Auch der Kompagnon Hans taucht auf und erkundigt sich bei Emma nach einem Unfall. Nein, es hat keinen Unfall gegeben, bekommt er als Anwort. Emma und Max sind inzwischen ein Paar und die Schweine kümmert das gar nicht, was sich vor ihren Augen abspielt. Hans glaubt Emma nicht und verschafft sich des Nachts Zutritt zum Hof, um Max und vor allem das Geld zu finden. Da sperrt ihn Emma kurzerhand in einen Stall. Nun erfährt sie, daß sich die beiden nicht so richtig grün sind: Hans hält Max für einen Langweiler und umgekehrt soll Hans ein unverbesserlicher Egoist sein. Hans gelingt die Flucht aus dem Stall, er findet den vor Schmerzen am Boden kriechenden Max und schafft ihn sofort ins Krankenhaus. Dort wird er mit Schmerzmitteln zugedröhnt. Auch Emma fährt mit dem Traktor zum Krankenhaus und Max entschließt sich, seine letzten Tage auf dem Hof in der Hängematte zu verbringen.
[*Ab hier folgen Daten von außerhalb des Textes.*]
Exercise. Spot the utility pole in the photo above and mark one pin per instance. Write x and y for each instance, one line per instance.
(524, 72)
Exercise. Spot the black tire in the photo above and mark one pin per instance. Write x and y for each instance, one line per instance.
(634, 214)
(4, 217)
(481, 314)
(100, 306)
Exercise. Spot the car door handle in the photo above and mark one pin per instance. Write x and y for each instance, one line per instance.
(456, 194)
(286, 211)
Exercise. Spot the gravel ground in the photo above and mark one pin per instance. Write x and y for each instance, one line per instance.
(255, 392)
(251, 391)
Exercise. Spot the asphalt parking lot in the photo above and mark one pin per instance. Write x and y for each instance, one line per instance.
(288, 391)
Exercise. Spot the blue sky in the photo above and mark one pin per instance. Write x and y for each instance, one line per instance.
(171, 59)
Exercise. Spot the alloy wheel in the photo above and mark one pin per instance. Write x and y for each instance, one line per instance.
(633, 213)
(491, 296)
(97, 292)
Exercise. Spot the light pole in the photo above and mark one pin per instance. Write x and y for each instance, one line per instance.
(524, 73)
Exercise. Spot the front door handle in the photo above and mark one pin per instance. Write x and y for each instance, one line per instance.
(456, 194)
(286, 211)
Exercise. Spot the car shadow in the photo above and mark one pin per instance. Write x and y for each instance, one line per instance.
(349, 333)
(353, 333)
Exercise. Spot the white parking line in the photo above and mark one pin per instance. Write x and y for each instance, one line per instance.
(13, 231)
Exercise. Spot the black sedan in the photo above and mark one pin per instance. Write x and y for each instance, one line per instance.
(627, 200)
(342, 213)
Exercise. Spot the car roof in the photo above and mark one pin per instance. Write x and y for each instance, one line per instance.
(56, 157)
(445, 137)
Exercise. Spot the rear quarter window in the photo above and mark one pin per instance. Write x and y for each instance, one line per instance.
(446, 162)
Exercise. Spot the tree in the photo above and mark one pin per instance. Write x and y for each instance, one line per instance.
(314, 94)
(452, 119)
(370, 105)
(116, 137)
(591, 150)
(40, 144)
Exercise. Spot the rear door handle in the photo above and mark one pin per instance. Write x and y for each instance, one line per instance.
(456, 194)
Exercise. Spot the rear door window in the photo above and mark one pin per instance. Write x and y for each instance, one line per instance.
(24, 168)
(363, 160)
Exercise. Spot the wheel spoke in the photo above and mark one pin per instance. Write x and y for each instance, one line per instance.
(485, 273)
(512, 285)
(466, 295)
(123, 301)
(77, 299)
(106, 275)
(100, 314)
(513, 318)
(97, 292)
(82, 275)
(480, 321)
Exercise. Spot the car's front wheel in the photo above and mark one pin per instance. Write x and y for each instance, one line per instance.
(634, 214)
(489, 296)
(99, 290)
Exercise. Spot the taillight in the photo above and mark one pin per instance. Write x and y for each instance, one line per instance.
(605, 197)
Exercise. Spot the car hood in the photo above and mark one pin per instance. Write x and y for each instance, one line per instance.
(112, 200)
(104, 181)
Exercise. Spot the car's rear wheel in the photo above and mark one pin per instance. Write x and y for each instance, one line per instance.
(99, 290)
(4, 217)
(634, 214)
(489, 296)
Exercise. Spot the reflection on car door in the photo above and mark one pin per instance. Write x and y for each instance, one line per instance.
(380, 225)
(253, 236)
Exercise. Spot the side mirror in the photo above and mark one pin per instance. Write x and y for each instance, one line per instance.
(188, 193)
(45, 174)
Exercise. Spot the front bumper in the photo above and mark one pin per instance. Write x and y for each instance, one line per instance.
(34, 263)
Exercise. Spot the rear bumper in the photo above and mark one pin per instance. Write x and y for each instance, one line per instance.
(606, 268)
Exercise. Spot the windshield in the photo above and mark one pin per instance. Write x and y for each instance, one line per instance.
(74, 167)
Zuerst wird zum Staunen der Dorfgemeinschaft allerdings noch geheiratet, Hans hat Max vergeben und ist mit der Rezeptionistin vom Autohaus zusammen Trauzeuge. Zwischenzeitlich hat Max das Schwarzgeld in den Hof gesteckt, so daß eines Nachts alle elektischen Lichter wieder angehen. Am Ende erlöst Emma Max von seinen Schmerzen, wobei sie nicht viel anders verfährt als mit ihren tierischen Lieblingen. Die Staatsmacht drückt wieder ein Auge zu.
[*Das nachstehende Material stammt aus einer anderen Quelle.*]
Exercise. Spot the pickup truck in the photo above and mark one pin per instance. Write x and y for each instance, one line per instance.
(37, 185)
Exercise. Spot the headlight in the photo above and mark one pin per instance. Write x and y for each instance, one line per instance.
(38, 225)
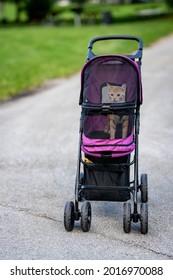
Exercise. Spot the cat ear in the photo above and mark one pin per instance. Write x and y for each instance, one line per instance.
(123, 87)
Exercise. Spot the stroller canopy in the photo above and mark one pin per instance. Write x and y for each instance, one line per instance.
(112, 69)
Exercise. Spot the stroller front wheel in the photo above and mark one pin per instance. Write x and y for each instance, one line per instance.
(86, 216)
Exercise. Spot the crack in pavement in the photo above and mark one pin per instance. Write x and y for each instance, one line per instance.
(137, 245)
(29, 211)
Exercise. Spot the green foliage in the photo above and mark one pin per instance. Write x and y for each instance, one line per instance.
(169, 3)
(30, 55)
(38, 10)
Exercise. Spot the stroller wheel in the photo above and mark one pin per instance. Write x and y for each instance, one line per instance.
(69, 216)
(86, 216)
(144, 188)
(144, 218)
(127, 217)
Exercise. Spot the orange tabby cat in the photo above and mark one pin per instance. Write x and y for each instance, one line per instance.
(117, 95)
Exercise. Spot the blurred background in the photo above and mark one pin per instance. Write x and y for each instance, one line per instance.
(47, 39)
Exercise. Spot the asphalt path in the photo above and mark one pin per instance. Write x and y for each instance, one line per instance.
(38, 158)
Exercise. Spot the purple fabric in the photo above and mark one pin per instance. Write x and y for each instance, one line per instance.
(117, 147)
(97, 72)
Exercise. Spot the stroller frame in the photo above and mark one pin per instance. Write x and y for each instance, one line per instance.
(84, 190)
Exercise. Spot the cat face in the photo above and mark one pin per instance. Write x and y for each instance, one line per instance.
(117, 93)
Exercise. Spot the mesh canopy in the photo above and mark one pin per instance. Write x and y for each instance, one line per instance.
(112, 69)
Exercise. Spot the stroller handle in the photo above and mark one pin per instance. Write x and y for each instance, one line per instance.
(138, 54)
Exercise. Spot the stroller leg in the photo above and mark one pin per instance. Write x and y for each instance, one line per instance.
(136, 181)
(77, 213)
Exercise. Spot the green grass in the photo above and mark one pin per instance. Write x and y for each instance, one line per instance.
(30, 55)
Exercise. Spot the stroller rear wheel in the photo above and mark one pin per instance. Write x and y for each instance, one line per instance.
(127, 217)
(144, 188)
(69, 216)
(86, 216)
(144, 218)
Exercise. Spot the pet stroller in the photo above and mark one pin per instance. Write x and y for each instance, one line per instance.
(107, 168)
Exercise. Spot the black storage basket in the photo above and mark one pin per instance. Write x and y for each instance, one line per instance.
(107, 179)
Der Film lebt nicht zuletzt von den liebevoll geschilderten Details und den tollen Typen in den Nebenrollen. Obwohl zwischen Tragödie und Komödie angesiedelt, kommt er so leicht daher, daß auch dem Sterben noch etwas Versöhnliches abgerungen wird. Taschentuch nicht vergessen!
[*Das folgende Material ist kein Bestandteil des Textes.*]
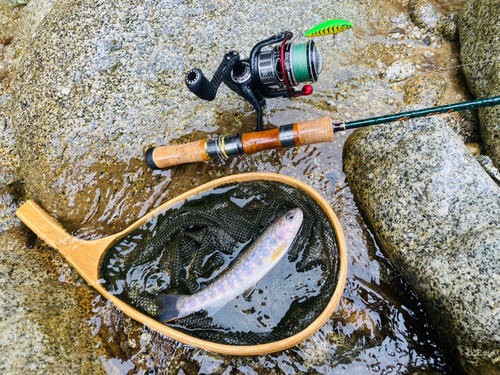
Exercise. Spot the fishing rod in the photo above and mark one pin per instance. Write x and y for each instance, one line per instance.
(291, 135)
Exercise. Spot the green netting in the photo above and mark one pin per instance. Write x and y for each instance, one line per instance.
(185, 249)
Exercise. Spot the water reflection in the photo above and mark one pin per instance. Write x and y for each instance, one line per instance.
(380, 326)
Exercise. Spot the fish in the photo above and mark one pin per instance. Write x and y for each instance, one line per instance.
(328, 28)
(241, 277)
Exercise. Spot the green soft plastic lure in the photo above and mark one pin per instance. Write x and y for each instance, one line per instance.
(329, 28)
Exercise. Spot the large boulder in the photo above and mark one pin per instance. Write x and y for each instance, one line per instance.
(479, 27)
(436, 214)
(102, 81)
(43, 318)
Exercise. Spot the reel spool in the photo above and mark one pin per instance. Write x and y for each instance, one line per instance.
(266, 74)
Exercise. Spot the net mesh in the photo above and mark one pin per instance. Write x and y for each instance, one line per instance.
(185, 248)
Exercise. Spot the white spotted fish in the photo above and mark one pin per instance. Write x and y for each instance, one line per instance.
(241, 277)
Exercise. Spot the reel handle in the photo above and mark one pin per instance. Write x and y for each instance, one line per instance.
(298, 134)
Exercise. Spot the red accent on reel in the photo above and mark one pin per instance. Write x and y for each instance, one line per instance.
(306, 90)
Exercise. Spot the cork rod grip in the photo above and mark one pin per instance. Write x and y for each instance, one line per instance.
(313, 131)
(168, 156)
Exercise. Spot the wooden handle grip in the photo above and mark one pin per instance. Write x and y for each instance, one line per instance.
(168, 156)
(313, 131)
(261, 141)
(304, 133)
(44, 225)
(299, 134)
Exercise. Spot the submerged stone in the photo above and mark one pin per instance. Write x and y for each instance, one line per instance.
(479, 27)
(436, 214)
(399, 71)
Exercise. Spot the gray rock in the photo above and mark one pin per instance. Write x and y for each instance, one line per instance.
(424, 90)
(9, 198)
(435, 213)
(399, 71)
(44, 307)
(489, 167)
(9, 159)
(448, 26)
(479, 27)
(103, 81)
(423, 14)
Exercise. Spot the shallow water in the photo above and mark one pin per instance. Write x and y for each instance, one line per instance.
(380, 326)
(188, 246)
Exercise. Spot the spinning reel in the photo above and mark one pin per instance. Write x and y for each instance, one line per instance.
(266, 74)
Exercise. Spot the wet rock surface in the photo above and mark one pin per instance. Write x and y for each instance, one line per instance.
(479, 27)
(9, 159)
(435, 212)
(424, 90)
(43, 324)
(102, 81)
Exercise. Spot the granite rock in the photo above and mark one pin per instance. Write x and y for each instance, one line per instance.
(489, 167)
(9, 159)
(424, 90)
(103, 81)
(43, 311)
(435, 212)
(479, 27)
(423, 14)
(399, 71)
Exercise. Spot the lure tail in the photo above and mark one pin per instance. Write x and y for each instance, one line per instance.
(168, 308)
(329, 28)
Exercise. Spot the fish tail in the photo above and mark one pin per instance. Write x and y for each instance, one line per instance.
(167, 307)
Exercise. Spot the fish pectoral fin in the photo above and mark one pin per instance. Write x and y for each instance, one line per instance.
(247, 292)
(209, 311)
(278, 253)
(167, 307)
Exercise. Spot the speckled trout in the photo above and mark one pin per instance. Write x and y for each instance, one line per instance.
(242, 276)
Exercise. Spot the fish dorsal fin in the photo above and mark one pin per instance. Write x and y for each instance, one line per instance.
(213, 309)
(248, 291)
(278, 253)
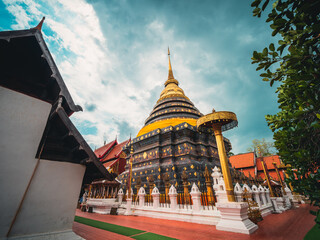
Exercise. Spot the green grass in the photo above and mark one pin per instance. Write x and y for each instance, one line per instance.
(108, 226)
(151, 236)
(126, 231)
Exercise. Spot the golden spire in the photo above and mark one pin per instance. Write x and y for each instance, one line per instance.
(170, 75)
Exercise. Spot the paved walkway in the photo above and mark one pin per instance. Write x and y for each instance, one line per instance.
(292, 224)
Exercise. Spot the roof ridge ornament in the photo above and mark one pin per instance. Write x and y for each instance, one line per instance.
(39, 26)
(170, 74)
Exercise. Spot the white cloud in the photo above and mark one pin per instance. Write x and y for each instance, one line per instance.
(125, 86)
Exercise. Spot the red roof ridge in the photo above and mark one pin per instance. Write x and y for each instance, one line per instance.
(115, 151)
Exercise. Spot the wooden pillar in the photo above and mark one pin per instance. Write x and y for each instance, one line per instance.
(208, 178)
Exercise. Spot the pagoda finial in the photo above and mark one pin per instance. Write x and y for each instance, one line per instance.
(39, 26)
(171, 78)
(170, 75)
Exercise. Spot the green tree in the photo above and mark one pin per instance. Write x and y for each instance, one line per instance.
(295, 63)
(266, 148)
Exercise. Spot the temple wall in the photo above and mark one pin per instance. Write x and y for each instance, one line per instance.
(51, 201)
(22, 122)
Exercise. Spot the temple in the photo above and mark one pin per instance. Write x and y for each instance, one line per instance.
(44, 158)
(251, 165)
(112, 157)
(169, 143)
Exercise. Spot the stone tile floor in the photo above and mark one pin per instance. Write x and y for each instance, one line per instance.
(292, 224)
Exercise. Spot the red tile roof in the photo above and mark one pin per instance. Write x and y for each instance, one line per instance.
(102, 150)
(109, 164)
(115, 152)
(242, 160)
(247, 171)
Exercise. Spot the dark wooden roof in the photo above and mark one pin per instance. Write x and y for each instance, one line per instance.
(27, 66)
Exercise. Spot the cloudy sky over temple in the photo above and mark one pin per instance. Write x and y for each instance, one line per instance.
(113, 57)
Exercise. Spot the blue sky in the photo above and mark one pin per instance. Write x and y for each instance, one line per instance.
(113, 58)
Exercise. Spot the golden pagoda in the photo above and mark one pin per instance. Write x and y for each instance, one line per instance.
(169, 144)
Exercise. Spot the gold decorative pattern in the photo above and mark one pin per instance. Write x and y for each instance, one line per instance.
(222, 116)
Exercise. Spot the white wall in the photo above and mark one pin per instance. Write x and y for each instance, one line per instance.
(51, 201)
(22, 122)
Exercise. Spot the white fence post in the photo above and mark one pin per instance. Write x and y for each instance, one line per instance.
(141, 195)
(195, 194)
(238, 192)
(120, 195)
(256, 195)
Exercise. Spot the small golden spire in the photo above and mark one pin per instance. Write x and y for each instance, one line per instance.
(170, 75)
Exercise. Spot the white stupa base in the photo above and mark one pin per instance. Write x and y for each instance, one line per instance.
(234, 218)
(276, 208)
(281, 204)
(61, 235)
(295, 203)
(266, 209)
(128, 207)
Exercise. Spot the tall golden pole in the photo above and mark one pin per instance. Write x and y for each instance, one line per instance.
(280, 179)
(266, 174)
(220, 121)
(130, 172)
(224, 162)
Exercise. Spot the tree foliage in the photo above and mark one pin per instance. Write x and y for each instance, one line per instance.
(295, 63)
(264, 147)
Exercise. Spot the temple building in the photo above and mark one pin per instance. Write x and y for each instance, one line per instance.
(112, 156)
(251, 165)
(169, 145)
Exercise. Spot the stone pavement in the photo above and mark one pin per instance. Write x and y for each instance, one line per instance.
(292, 224)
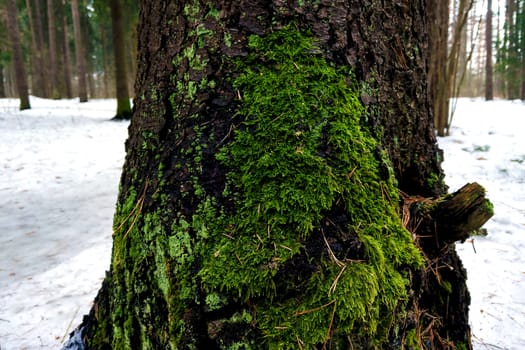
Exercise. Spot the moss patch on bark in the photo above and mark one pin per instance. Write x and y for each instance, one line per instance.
(299, 153)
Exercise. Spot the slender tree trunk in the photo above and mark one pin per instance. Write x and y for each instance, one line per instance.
(67, 54)
(53, 70)
(258, 205)
(79, 53)
(438, 71)
(123, 104)
(43, 70)
(489, 81)
(18, 60)
(36, 56)
(2, 81)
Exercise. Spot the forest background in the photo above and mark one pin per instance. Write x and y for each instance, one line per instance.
(86, 48)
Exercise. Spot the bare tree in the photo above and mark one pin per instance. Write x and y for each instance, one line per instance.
(18, 60)
(123, 104)
(259, 202)
(79, 53)
(53, 69)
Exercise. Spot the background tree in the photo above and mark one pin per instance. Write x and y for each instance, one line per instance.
(489, 81)
(448, 57)
(18, 60)
(66, 53)
(259, 198)
(123, 104)
(79, 53)
(53, 53)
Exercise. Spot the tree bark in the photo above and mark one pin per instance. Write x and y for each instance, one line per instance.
(79, 53)
(18, 60)
(67, 54)
(489, 80)
(123, 104)
(258, 205)
(438, 70)
(53, 71)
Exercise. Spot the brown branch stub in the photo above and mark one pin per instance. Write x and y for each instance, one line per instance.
(453, 217)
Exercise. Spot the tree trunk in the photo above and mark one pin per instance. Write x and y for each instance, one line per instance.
(79, 53)
(2, 67)
(259, 201)
(53, 71)
(489, 81)
(123, 105)
(18, 60)
(2, 83)
(438, 11)
(67, 54)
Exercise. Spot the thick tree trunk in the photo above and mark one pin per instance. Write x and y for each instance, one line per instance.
(79, 53)
(53, 71)
(123, 104)
(259, 202)
(18, 60)
(67, 53)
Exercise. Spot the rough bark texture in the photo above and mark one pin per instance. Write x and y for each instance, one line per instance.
(79, 53)
(157, 294)
(489, 80)
(121, 76)
(53, 66)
14.05.2006 Kamikaze Pictures (Zum letzten Mal!) am 14. 5. 2006, Theater der Stadt Heidelberg, Zwinger 1, Raumbühne

Das Stück fängt schon mal so an, daß der sehr ungestüm auftretende junge Mann wild mit seiner Kamera herumfuchtelt. Er ist auf der Suche nach Linda, die er auf der Love Parade kurz gesehen und gefilmt hat und die für ihn die Traumfrau ist. Eigentlich sind sie vor der Kneipe "Moskau" verabredet, aber sie tanzt vermutlich schon drinnen. Der Schauspieler wendet sich an Leute aus dem Publikum, um sich eine weibliche Begleitung zu verschaffen. Nun kommt das Alter Ego von Andy (aber bestimmt nicht Warhol) ins Spiel, verschwitzt, mit Kapuzenmantel, Sonnenbrille, Handy und rasiertem Schädel, aber kein Skinhead. Der Flüchtling (war in eine Polizeirazzia gekommen) sucht dringend eine Bleibe und Andy sucht ja schon verzweifelt nach Linda... da können sie sich zusammentun und eine Zweier-WG gründen. Als ob Andys Leben davon abhinge, werden manisch-depressive Aktionen um Linda gestartet, Flugblätter gemalt, verteilt, inseriert. Alles was gut und teuer ist, wird versucht, um dem Singledasein ein Ende zu setzen. Alle Lindas sind aufgerufen, sich bei Andy zu melden.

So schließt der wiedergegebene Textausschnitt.